Immunization of Rhesus monkeys with a conjugate vaccine IGN402 induces immune responses against carbohydrate and protein antigens, and cancer cells

Tumor-associated antigens resulting from aberrant glycosylation, such as the Sialyl-Tn carbohydrate antigen, are over-expressed or exposed on cancer cells and provide potential targets for cancer vaccination. However, as T-cell independent antigens carbohydrates are poorly immunogenic, and fail to induce memory.

In order to increase the immunogenicity we have coupled the Sialyl-Tn carbohydrate antigen to a highly immunogenic carrier molecule. The carrier molecule, the mAb17-1A antibody, provides additional antigens for vaccination.
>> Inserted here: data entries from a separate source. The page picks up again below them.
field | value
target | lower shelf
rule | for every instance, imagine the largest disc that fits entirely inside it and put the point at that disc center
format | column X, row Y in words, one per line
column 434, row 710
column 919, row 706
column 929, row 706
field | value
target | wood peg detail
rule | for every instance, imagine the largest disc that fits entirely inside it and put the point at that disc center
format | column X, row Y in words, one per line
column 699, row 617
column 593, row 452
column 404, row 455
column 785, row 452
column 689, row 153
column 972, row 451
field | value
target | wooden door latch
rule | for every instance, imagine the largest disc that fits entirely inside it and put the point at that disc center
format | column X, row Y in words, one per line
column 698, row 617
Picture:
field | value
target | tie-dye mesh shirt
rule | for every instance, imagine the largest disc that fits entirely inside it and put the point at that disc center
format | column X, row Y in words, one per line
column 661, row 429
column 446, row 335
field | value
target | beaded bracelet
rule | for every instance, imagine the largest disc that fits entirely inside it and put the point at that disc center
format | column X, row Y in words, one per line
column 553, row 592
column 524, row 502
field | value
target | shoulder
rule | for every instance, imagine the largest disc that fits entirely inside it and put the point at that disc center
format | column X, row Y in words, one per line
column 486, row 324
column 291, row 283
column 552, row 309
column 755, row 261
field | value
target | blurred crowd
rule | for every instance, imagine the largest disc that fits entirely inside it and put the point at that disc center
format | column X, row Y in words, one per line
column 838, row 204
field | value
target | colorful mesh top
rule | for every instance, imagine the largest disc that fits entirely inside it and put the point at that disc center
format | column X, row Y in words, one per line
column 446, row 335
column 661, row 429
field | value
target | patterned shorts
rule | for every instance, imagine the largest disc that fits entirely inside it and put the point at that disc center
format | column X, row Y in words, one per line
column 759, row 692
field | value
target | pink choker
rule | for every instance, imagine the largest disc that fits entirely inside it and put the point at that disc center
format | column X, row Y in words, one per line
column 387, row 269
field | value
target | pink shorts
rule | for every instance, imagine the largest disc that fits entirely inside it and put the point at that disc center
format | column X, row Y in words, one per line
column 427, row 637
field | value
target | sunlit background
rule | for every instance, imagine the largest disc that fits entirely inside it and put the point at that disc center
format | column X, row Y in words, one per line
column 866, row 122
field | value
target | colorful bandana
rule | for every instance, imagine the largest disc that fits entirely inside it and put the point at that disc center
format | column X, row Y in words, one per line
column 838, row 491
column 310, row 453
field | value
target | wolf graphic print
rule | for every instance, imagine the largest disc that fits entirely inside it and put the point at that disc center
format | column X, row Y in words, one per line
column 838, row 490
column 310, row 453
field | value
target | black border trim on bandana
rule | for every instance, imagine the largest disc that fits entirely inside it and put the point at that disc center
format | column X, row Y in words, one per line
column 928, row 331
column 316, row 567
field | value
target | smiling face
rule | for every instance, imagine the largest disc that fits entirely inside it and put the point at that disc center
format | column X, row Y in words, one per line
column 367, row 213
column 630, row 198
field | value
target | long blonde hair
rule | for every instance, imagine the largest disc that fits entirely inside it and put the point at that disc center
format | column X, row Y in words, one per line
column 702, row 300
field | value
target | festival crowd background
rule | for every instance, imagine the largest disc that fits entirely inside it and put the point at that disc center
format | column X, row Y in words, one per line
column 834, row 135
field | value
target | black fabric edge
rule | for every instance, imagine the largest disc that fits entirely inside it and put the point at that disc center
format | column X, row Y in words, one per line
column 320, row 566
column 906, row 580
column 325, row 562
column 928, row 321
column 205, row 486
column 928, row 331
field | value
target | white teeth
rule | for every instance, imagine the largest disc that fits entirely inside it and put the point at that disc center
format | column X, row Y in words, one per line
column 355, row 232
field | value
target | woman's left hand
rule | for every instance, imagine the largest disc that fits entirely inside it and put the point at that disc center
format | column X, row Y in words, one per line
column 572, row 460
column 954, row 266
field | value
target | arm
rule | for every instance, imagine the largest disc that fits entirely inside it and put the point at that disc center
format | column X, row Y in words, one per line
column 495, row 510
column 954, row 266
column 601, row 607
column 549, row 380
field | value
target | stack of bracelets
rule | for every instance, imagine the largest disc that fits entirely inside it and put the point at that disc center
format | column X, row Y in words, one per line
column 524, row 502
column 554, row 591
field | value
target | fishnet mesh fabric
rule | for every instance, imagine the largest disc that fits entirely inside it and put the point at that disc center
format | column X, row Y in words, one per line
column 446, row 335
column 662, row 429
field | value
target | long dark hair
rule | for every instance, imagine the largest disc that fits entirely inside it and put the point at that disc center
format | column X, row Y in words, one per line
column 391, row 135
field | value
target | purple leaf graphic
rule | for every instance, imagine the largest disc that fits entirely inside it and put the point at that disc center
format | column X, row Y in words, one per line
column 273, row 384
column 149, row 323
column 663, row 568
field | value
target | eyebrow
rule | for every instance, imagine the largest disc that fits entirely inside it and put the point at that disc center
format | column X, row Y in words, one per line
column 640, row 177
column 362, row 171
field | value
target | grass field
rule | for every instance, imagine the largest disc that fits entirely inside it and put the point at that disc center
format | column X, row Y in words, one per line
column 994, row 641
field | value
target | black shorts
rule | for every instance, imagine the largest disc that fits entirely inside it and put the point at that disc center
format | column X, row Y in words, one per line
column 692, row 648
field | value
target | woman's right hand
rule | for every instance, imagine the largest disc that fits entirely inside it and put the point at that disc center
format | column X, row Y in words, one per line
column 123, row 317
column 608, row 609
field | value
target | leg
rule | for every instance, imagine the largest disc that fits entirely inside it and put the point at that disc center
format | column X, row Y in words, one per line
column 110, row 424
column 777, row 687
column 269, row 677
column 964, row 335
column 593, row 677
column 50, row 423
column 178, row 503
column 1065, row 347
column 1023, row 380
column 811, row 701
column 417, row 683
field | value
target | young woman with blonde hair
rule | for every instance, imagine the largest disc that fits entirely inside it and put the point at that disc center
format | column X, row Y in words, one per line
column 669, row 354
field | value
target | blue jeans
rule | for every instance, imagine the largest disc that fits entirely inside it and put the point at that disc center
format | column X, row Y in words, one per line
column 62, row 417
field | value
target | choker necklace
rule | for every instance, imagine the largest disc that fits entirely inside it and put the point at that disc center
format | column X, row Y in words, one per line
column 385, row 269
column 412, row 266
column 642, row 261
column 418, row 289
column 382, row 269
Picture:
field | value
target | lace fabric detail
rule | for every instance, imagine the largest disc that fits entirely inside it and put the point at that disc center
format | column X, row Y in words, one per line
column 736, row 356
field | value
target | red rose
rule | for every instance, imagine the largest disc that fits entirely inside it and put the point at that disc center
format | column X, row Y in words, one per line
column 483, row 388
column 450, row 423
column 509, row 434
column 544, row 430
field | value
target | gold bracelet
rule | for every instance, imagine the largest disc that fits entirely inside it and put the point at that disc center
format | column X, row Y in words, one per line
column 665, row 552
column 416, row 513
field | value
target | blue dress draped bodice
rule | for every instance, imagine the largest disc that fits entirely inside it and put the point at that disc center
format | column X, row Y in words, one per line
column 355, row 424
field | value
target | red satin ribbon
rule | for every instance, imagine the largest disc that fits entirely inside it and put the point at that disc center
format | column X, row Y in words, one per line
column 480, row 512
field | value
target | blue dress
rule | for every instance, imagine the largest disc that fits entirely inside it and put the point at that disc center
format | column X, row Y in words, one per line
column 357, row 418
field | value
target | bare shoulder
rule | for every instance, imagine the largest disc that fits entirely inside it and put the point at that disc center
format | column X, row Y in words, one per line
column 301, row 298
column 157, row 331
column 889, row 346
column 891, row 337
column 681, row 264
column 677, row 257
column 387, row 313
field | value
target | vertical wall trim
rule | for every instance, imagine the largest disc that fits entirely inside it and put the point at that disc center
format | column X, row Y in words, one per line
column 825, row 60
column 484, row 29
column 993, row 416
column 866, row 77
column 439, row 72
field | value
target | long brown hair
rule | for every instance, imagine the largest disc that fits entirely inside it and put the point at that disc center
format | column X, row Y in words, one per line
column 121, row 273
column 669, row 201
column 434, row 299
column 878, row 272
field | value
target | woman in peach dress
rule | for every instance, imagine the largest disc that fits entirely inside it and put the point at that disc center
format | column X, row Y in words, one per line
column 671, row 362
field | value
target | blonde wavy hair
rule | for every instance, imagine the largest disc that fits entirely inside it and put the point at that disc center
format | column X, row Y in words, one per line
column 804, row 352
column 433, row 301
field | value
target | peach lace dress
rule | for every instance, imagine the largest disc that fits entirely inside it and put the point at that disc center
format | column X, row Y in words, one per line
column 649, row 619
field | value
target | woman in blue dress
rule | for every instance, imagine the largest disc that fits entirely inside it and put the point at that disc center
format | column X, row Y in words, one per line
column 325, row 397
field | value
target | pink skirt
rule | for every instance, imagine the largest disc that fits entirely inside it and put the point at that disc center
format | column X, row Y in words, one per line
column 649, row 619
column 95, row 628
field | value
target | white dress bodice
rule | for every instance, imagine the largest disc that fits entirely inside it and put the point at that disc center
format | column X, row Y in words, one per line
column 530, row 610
An immunogenic formulation of mAb17-1A-Sialyl-Tn conjugate on alhydrogel, IGN402, with or without additional adjuvants was tested in Rhesus monkeys for tolerability and immunogenicity.

A significant antibody response against the mAb17-1A antibody was found by ELISA. Furthermore, also a specific immune response against the Sialyl-Tn carbohydrate was induced, and immune sera showed binding reactivity to a variety of cancer cells.

Immunization in the presence of additional adjuvants, such as QS-21, strongly enhanced the immune response against the carbohydrate antigen, and importantly also resulted in the production of carbohydrate-specific IgG antibodies. The data indicate that carrier-induced T-cell help was sufficient for carbohydrate specific class switch induction.